Fret SNCF is truly not a source of pride for the French railway company and the country as a whole, losing each year market shares and much money. Faced with competition from private railway
companies, Fret SNCF recorded a net loss of 314 million euros in 2016 and accumulated debts amounting to 4 billion euros. In general, French rail freight companies are struggling heavily losing
market shares year after year despite the liberalization policy for rail transports implemented by the Paris government back in 2006.
On track to becoming irrelevant
Heavily hit is particularly Fret SNCF. According to 2016 data, Fret SNCF accounts for meagre 6 percent of all goods transported within France compared to more than 87 percent attributable to trucking. In 2014, it was still 10 percent. How dramatic the situation has developed is shown by reference figures, stemming from the end of the 1980s. At that time, two thirds of all goods were transported by rail in France.

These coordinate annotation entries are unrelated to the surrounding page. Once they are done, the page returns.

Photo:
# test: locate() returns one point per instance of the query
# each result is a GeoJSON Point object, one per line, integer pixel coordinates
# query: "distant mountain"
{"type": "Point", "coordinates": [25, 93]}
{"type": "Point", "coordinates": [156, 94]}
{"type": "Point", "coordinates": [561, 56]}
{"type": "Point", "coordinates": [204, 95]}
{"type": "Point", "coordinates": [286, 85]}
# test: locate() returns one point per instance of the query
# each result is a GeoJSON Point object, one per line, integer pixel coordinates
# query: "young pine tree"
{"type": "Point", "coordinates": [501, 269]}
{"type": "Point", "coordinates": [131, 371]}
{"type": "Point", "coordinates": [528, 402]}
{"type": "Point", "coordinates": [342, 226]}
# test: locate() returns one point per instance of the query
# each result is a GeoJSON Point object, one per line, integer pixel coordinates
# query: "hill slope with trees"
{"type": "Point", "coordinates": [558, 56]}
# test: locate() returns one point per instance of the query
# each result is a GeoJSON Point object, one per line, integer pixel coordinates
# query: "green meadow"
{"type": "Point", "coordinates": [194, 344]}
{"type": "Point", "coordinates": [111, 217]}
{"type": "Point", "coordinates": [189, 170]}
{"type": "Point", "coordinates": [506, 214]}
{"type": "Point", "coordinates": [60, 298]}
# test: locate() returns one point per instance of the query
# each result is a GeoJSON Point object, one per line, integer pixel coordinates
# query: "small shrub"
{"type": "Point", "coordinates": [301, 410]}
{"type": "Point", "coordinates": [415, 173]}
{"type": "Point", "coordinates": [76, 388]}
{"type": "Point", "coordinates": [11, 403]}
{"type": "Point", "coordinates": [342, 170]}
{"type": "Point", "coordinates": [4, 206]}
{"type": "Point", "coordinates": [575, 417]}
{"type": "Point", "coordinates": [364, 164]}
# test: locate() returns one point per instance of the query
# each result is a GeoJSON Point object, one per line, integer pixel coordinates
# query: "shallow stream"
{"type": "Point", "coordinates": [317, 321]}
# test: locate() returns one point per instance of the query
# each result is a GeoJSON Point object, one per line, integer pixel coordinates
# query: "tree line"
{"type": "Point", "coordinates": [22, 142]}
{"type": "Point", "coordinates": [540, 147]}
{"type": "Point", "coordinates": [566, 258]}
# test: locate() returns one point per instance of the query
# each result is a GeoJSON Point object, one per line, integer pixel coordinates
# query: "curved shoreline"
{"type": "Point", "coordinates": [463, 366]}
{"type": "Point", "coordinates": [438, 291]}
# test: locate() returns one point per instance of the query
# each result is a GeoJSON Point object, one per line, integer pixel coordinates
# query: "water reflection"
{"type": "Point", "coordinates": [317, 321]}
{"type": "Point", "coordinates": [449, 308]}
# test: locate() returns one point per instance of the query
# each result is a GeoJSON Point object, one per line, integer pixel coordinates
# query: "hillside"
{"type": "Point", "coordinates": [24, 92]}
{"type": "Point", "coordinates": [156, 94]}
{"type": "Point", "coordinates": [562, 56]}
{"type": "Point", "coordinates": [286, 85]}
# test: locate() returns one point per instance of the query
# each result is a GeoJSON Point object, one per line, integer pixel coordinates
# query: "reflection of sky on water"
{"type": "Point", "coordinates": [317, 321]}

In view of this desperate situation, which has worsened year after year, the SNCF management seems to be willing to pull the emergency brake. At least, this is what the unions suspect. They argue that they have been informed by the Fret SNCG management that a strategic plan will be tabled in the coming weeks targeting the merger of SNCF’s freight arm with the privately organized SNCF cargo subsidiary VFLI (Voies ferrées locales et industrieles). If so, 3,000 jobs would be at stake, argue the unions.
Confronted with mounting protests, the management of Fret SNCF has meanwhile denied any such intentions at least for being executed next year, but refrained from abandoning alike plans altogether.
For market observers, the Fret SNCF bosses’ anxiety is hard to understand. Fact is that the railroad company’s freight division is structurally not competitive. It’s transport offers do not correspond to the expectations of the clients, the quality is poor and does not meet modern requirements.
Should there not be fundamental changes Fret SNCF might suffer the fate of break bulk specialist Sernam. The 1970 founded former SNCF subsidiary filed for insolvency in 2012 after becoming economically irrelevant.